Joanna Schroeder explains that there are many superheroes in the film Ant-Man, and all of them are dads.
Warning: Spoilers for the film Ant-Man below!
I was raised with two dads: my father and my step father. Unlike what you often see on TV and in movies, there wasn’t a lot of strife between my parents and their exes’ new partners, so I was always able to see my step parents as sort of “bonus” parents.
Such is the storyline in Ant-Man, even though you wouldn’t know it from the trailers, which only show the adventurous and fun parts of the film. Paul Rudd plays Scott Lang, a short but tough-as-nails ex-con who needs to get back on his feet in order to spend more time with his young daughter. (Side note, I think we all agree that Scott should’ve been able to spend time with his daughter regardless of whether his life was steady or not.)
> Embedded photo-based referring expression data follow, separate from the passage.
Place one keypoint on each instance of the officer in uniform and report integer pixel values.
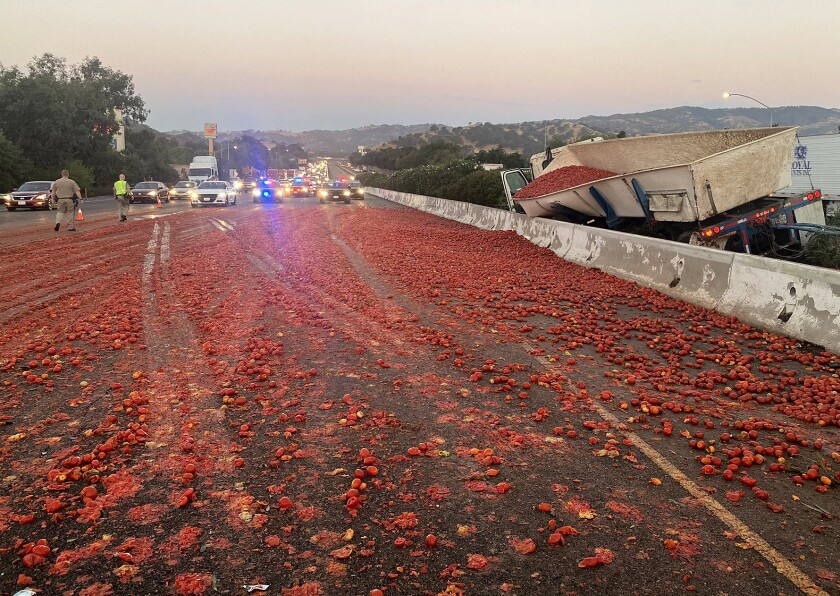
(68, 194)
(122, 192)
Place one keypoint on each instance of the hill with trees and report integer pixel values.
(55, 115)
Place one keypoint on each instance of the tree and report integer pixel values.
(251, 152)
(55, 112)
(14, 167)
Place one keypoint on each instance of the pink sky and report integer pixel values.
(299, 65)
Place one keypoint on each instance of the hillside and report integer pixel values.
(327, 143)
(529, 137)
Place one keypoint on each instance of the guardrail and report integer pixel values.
(786, 298)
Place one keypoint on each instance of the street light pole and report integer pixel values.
(727, 95)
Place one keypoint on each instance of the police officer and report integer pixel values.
(68, 194)
(122, 192)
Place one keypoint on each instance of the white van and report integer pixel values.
(203, 167)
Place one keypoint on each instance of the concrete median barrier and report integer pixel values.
(786, 298)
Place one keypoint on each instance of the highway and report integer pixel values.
(340, 398)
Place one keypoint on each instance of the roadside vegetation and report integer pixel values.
(824, 250)
(440, 169)
(56, 115)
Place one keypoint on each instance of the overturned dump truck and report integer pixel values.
(716, 188)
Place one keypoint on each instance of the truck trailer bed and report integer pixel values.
(682, 177)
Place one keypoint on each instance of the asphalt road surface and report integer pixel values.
(326, 399)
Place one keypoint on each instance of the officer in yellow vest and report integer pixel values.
(122, 192)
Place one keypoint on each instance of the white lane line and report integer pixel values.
(222, 224)
(781, 563)
(151, 250)
(164, 244)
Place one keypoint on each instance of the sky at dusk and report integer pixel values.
(335, 64)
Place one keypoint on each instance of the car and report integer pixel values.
(335, 191)
(182, 189)
(358, 190)
(213, 192)
(32, 195)
(268, 190)
(150, 191)
(300, 187)
(250, 182)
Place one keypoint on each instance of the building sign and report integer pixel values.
(801, 165)
(117, 141)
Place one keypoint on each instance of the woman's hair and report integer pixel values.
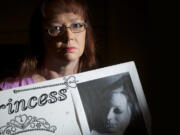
(46, 10)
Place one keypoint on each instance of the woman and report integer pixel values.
(61, 43)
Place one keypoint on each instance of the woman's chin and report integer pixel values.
(71, 57)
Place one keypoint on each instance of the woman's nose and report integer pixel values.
(69, 34)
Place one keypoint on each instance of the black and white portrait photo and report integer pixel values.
(111, 106)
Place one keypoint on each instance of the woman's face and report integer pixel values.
(119, 114)
(68, 46)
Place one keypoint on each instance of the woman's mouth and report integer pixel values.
(70, 49)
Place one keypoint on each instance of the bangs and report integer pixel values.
(52, 8)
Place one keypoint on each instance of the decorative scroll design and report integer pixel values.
(24, 123)
(68, 82)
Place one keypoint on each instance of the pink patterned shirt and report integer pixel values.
(15, 83)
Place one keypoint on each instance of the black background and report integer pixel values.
(123, 32)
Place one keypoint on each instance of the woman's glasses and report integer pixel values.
(59, 30)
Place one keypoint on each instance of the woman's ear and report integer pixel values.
(129, 111)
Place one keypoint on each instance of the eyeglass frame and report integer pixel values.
(65, 28)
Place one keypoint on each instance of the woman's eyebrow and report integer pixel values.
(76, 19)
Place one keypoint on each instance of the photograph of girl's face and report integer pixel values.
(119, 113)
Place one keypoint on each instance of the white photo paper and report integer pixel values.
(105, 101)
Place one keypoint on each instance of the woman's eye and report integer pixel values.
(77, 25)
(56, 27)
(117, 111)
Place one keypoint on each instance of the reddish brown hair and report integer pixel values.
(45, 11)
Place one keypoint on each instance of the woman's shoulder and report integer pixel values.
(10, 83)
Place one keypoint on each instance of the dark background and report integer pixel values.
(123, 32)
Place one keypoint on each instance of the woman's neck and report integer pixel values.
(53, 69)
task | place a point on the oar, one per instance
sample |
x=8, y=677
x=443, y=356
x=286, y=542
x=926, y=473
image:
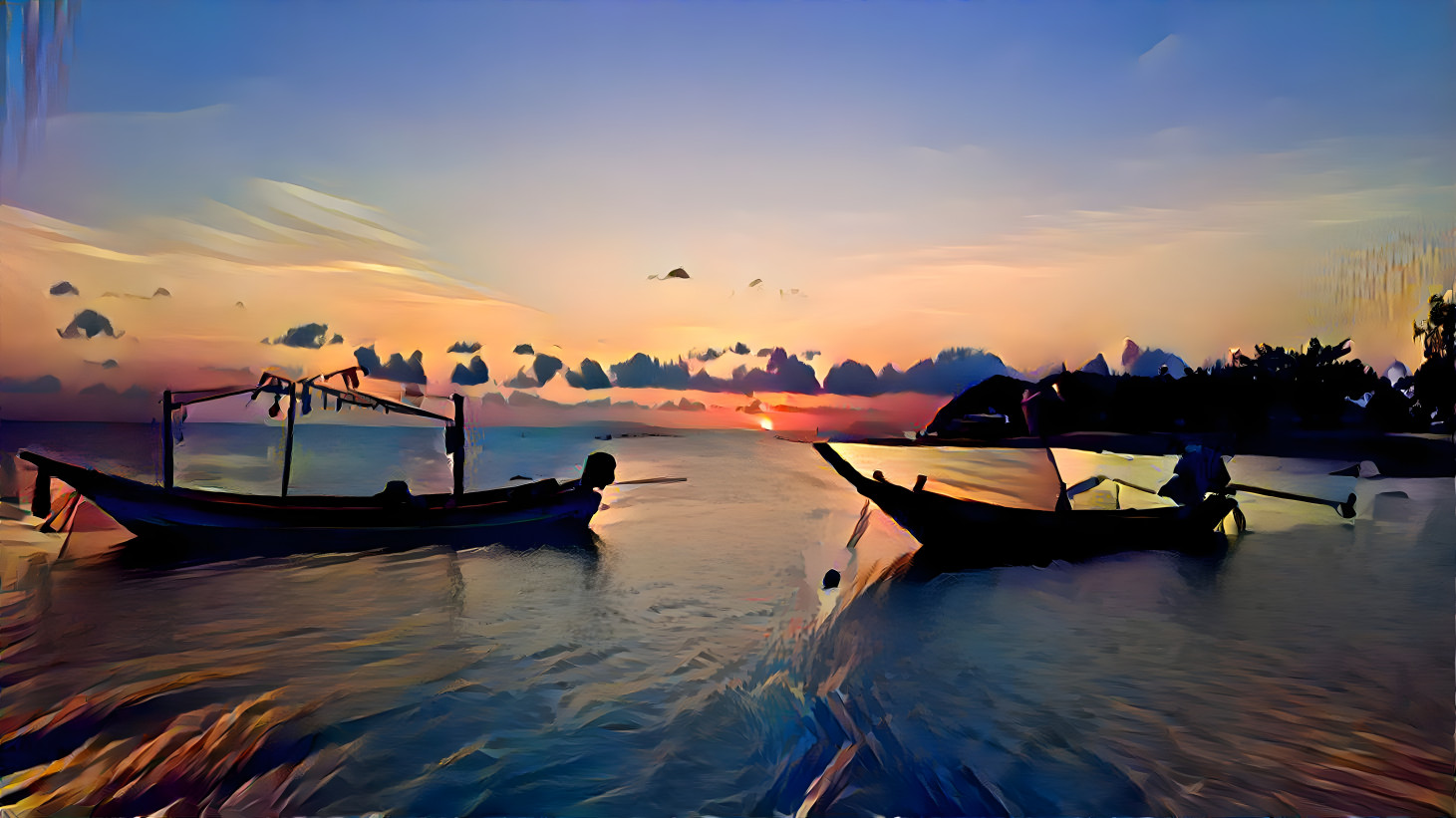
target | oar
x=1345, y=508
His ex-wife (Judy Greer) is engaged to a new guy, a cop named Paxton, who doesn’t like Scott because of his criminal history. Scott, naturally, sees Paxton as an interloper in the family he felt he should have had, and the film begins with the two of them at odds.
But they’re not really at odds, as they discover as the movie unfolds. Turns out, they share one singular mission.
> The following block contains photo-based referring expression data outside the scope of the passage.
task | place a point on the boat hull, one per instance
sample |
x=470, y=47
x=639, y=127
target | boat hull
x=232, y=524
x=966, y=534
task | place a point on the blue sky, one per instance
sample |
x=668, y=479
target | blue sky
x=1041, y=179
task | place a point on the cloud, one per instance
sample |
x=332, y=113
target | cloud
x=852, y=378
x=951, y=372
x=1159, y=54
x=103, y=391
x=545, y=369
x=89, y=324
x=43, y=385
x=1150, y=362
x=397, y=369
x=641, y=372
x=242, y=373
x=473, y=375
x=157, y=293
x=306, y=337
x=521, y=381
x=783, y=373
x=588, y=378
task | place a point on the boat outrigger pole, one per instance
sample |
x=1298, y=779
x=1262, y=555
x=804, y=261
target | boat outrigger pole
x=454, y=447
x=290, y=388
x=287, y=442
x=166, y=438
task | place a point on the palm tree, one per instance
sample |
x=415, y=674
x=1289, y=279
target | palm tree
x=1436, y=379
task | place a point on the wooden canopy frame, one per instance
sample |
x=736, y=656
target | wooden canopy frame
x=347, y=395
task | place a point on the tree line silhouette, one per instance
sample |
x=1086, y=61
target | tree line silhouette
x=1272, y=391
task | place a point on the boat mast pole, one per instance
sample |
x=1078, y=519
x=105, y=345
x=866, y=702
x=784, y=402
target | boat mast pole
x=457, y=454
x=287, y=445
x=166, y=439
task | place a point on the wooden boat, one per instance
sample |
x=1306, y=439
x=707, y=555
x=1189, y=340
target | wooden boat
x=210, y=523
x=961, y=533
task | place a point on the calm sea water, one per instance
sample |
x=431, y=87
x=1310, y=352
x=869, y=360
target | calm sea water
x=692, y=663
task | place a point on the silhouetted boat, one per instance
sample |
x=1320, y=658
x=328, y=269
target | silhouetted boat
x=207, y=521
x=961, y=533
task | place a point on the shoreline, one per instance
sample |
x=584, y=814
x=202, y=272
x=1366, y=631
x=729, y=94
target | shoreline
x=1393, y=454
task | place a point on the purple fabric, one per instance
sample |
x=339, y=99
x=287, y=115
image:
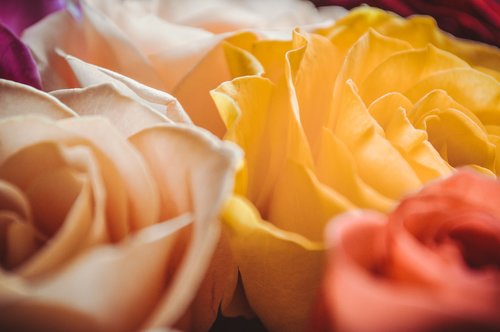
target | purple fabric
x=16, y=62
x=17, y=15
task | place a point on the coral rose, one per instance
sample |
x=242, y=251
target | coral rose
x=354, y=115
x=109, y=205
x=433, y=264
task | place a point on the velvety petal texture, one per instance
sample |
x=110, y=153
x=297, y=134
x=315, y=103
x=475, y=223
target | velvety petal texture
x=169, y=45
x=354, y=112
x=109, y=205
x=471, y=19
x=431, y=265
x=329, y=124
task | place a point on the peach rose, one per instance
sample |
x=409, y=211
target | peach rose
x=432, y=265
x=109, y=204
x=175, y=46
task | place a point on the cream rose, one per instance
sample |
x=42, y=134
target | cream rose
x=175, y=46
x=108, y=205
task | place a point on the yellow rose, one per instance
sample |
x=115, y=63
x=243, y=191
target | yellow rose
x=174, y=46
x=355, y=115
x=109, y=205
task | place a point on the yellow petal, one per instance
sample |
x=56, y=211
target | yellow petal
x=312, y=76
x=378, y=161
x=280, y=271
x=459, y=139
x=416, y=66
x=476, y=91
x=302, y=204
x=336, y=168
x=193, y=90
x=390, y=111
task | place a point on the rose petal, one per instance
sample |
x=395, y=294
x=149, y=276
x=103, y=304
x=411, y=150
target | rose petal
x=20, y=99
x=291, y=263
x=93, y=284
x=125, y=113
x=100, y=42
x=190, y=161
x=88, y=75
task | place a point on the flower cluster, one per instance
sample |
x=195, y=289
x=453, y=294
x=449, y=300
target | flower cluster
x=364, y=199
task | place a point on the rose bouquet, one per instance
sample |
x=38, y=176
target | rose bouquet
x=335, y=112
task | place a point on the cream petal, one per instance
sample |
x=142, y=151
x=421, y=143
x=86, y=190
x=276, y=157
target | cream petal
x=99, y=42
x=140, y=189
x=13, y=200
x=20, y=99
x=127, y=115
x=162, y=102
x=103, y=282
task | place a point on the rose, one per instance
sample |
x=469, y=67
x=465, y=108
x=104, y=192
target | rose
x=178, y=48
x=356, y=115
x=431, y=265
x=477, y=19
x=108, y=204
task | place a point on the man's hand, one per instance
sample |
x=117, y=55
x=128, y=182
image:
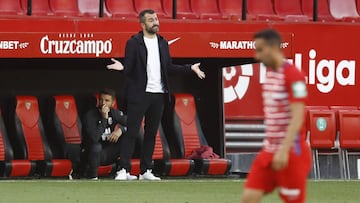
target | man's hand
x=114, y=137
x=105, y=111
x=196, y=69
x=280, y=160
x=117, y=65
Ultimately, Ant Man is about dads. It’s about Michael Douglas as Dr. Hank Pym, a grieving widower and father, who has shut his daughter out of his life in a (misguided) attempt at protecting her from danger, and hiding her from his own grief and guilt.
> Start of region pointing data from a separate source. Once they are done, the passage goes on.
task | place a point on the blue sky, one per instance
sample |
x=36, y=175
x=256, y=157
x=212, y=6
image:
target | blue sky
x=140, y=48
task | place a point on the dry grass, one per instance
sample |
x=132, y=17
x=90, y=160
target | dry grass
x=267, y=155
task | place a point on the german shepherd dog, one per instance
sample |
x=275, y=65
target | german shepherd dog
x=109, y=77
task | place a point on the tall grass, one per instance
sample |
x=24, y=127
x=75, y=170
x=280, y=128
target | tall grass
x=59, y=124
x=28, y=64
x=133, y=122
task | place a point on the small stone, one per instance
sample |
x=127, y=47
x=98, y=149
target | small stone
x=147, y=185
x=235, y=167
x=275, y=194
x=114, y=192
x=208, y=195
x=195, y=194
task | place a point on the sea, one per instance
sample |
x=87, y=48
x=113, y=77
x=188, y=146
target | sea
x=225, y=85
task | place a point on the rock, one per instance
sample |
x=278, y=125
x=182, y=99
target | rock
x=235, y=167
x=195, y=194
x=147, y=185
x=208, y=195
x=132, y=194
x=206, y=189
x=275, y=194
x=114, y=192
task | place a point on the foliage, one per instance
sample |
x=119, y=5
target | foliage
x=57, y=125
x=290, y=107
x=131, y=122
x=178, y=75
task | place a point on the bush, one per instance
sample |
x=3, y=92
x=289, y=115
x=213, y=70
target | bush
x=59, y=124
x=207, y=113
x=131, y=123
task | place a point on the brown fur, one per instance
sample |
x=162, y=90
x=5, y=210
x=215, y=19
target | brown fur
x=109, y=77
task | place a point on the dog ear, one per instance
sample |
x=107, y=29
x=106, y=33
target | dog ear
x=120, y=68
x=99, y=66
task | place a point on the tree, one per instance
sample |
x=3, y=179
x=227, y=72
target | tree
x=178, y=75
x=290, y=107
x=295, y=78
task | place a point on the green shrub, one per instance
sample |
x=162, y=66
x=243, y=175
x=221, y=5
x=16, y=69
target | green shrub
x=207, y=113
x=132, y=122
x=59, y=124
It’s about Paxton’s sense of never really being good enough in the eyes of his future step-daughter, whom he’s been caring for while Scott has been in prison. She sees her dad as an idol, and because she’s just a kid, she doesn’t fully appreciate what her stepfather did for her as a dad while Scott was away.
And it’s about Scott learning that he has to grow up and take responsibility for his own actions, so that he can truly be present for his daughter. Part of that means seeing Paxton as a type of superhero himself, an everyday man who simply cared for another man’s daughter when she needed it most, all while also trying to keep the city safe in a more standard way. And Paxton has to learn about second chances.
The two dads together are stronger than just one on his own.
But ultimately, it’s about all three of them learning that they have to set aside their egos and their own fears in order to really care for the people they want the best for.
For any person raised in a happy blended family, the true resolution of the film Ant-Man comes when Paxton and Scott both recognize the heroism of each other, and the sacrifices they’re both willing to make in order to protect this one little girl they both love so much. They see one another, for the first time, not as competitors but as teammates, dads together, raising one awesome little kid alongside her mom.
For Dr. Hank Pym, his great moment of fatherhood happens when he finally tells his daughter the truth about her mom, and eventually shows his faith in her abilities by giving her her very own wings to fly, despite how afraid he is of losing her.
Yes, Ant-Man is about the little guy beating the big powerful corporation that is willing to destroy the world in the pursuit of wealth and power. But at its heart, it’s a movie about men learning to trust their hearts, as well as one another, in order to become better fathers.